LE MONDE : L’association présente les grandes lignes de la 5e édition de ses travaux prospectifs, qui prévoient la fermeture du dernier réacteur nucléaire en 2045.
Pas de construction de nouveau réacteur nucléaire, une consommation d’énergie divisée par deux, une production électrique 100 % issue des énergies renouvelables… La cinquième édition du scénario de l’association négaWatt contribuera sans aucun doute à nourrir le débat, de plus en plus vif dans le contexte de la campagne présidentielle, sur les contours de la transition énergétique. Si l’association, pilotée par des experts indépendants, ne publiera son rapport détaillé que le 26 octobre, elle en dévoile les grandes lignes, mercredi 20 octobre.
« Nous sommes dans un contexte préoccupant, entre l’urgence écologique et sociétale d’un côté et le constat d’une action qui n’est toujours pas au rendez-vous de l’autre, explique Yves Marignac, porte-parole de négaWatt. L’idée est bien de dessiner un objectif commun et de tracer une trajectoire concrète pour l’atteindre. »
Depuis sa création, en 2001, l’association s’appuie sur les mêmes fondamentaux, à commencer par la sobriété, une notion souvent occultée du débat sur l’énergie, qui vise à prioriser les besoins essentiels dans les usages individuels et collectifs. Il s’agit, par exemple, d’éliminer les gaspillages, de contenir l’étalement urbain, de préférer le vélo à la voiture… Mais en aucune façon de « revenir à la bougie ».
« Réduire de 30 % la consommation d’électricité dans un bâtiment en éteignant les machines à café, la climatisation ou les écrans quand il n’y a personne dans les bureaux, ça ne diminue pas le confort de vie, assure Stéphane Chatelin, le directeur de négaWatt. Et nous insistons sur les aspects collectifs : pour inciter à prendre le vélo, il faut des pistes cyclables, des parkings… Il y a des politiques publiques de la sobriété à mettre en œuvre. »

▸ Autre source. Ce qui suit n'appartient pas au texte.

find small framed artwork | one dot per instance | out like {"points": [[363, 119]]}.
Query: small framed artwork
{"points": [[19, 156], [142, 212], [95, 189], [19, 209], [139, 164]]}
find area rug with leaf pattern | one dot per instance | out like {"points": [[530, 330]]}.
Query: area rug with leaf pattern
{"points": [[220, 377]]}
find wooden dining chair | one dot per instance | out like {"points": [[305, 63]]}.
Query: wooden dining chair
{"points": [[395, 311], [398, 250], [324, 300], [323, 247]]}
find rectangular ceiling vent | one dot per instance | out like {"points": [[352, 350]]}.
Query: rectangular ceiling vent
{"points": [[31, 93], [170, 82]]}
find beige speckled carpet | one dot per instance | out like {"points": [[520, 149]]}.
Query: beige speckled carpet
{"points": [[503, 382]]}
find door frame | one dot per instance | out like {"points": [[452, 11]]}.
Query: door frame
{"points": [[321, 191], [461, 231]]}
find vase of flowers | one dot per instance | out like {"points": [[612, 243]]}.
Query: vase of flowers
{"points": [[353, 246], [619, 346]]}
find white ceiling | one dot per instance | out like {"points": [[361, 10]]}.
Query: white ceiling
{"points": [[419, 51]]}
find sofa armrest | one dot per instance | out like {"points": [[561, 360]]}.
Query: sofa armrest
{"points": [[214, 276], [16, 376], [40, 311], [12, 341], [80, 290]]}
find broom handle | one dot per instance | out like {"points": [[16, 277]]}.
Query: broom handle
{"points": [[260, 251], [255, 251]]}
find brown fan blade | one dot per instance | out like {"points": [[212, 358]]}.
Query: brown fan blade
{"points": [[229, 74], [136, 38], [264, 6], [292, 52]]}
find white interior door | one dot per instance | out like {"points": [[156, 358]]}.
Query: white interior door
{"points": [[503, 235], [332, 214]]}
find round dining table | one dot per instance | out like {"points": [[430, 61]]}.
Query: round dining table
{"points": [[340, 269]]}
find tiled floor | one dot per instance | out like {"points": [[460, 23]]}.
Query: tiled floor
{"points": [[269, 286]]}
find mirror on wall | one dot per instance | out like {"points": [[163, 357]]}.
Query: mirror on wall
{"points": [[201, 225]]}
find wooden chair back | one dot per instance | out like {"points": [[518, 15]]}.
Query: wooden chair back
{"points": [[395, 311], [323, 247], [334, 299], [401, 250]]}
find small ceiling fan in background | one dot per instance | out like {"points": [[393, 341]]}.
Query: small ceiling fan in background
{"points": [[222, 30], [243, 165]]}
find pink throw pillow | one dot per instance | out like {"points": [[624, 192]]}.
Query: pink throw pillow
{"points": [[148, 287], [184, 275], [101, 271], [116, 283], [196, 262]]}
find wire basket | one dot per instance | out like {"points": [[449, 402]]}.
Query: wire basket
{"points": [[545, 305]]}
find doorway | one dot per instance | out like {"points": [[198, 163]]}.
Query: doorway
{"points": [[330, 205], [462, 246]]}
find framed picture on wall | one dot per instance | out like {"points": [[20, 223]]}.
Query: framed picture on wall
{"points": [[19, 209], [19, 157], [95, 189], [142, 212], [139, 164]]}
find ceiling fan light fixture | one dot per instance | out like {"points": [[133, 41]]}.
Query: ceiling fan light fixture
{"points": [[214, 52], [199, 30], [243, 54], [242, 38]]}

Priorité à la rénovation énergétique performante
Afin de diminuer la quantité d’énergie nécessaire à la satisfaction d’un même besoin, négaWatt mise aussi sur l’efficacité. Ces leviers sont ensuite déclinés par secteurs d’activité. Pour le bâtiment, les experts proposent de privilégier la réhabilitation de bâtiments existants plutôt que les constructions neuves, ou de généraliser les systèmes de chauffage les plus performants. Surtout, ils appellent, une nouvelle fois, à faire de la rénovation énergétique performante une priorité, pour espérer atteindre l’objectif inscrit dans la loi de rénover l’ensemble du parc à un niveau basse consommation d’ici à 2050.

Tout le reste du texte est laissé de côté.